Sovereign money, in honest detail

The Chicago Plan was the 1933 proposal of Henry Simons, Frank Knight, Irving Fisher, Paul Douglas, and the University of Chicago economics department to require 100% reserves on demand deposits — ending the commercial-bank money-creation privilege and concentrating money issuance with the state. It was unanimously endorsed by the leading US economists of the time, including (eventually) Milton Friedman. It did not pass. It was revived by the IMF in 2012 (Benes & Kumhof, “The Chicago Plan Revisited”), tested by the Swiss Vollgeld Initiative in 2018 (failed 75–25 at the referendum but with the entire establishment opposed), and exists in current US legislative form in the NEED Act (Kucinich, HR 2990, 2011).

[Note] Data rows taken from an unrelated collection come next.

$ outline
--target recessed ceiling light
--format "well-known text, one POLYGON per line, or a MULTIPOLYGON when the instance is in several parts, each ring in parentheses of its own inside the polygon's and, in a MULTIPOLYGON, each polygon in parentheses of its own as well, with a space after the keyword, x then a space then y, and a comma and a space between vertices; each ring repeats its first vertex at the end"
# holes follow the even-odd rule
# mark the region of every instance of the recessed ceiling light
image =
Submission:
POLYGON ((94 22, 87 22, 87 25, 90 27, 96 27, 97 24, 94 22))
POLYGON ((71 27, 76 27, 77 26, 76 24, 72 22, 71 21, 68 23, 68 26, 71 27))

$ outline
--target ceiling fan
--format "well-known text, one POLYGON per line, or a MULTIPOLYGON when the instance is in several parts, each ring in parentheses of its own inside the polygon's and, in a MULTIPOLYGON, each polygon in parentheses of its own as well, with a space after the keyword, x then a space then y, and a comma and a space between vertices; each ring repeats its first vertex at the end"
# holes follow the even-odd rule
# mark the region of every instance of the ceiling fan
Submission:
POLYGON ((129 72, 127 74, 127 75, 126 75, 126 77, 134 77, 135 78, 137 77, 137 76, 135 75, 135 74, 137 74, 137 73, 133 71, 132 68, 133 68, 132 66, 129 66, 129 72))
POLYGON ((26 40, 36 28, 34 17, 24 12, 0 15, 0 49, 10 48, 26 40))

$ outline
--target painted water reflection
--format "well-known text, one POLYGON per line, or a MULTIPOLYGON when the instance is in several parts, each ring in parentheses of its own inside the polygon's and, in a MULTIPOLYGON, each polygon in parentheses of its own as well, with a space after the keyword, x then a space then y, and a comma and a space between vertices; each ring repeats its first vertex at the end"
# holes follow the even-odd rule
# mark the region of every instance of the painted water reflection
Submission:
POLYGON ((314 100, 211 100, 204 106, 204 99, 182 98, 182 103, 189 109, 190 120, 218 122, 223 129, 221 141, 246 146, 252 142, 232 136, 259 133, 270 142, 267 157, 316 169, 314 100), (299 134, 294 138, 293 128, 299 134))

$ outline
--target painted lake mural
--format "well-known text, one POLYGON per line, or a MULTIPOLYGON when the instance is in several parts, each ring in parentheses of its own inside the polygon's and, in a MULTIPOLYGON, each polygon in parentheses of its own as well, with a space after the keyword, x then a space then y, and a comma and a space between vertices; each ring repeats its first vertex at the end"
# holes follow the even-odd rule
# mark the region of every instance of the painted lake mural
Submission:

The honest sovereign-money trade-off is that it eliminates the private money-creation rent (~$700B/yr accruing to commercial-bank shareholders) and dramatically reduces banking-system instability, at the price of concentrating money-creation authority entirely with the state. People who trust the state more than commercial banks read this as a deep gain; people who trust commercial banks more than the state read it as a deep loss. Either reading is defensible; the empirical question is which set of failures (commercial-bank crises and Cantillon effects, vs. centralized monetary mismanagement) does more damage. Reasonable observers land on different sides. Both Chicago-Plan revival and public-banking expansion are inside the lawful reform menu — the menu Lesson 66 turns into a draftable bill.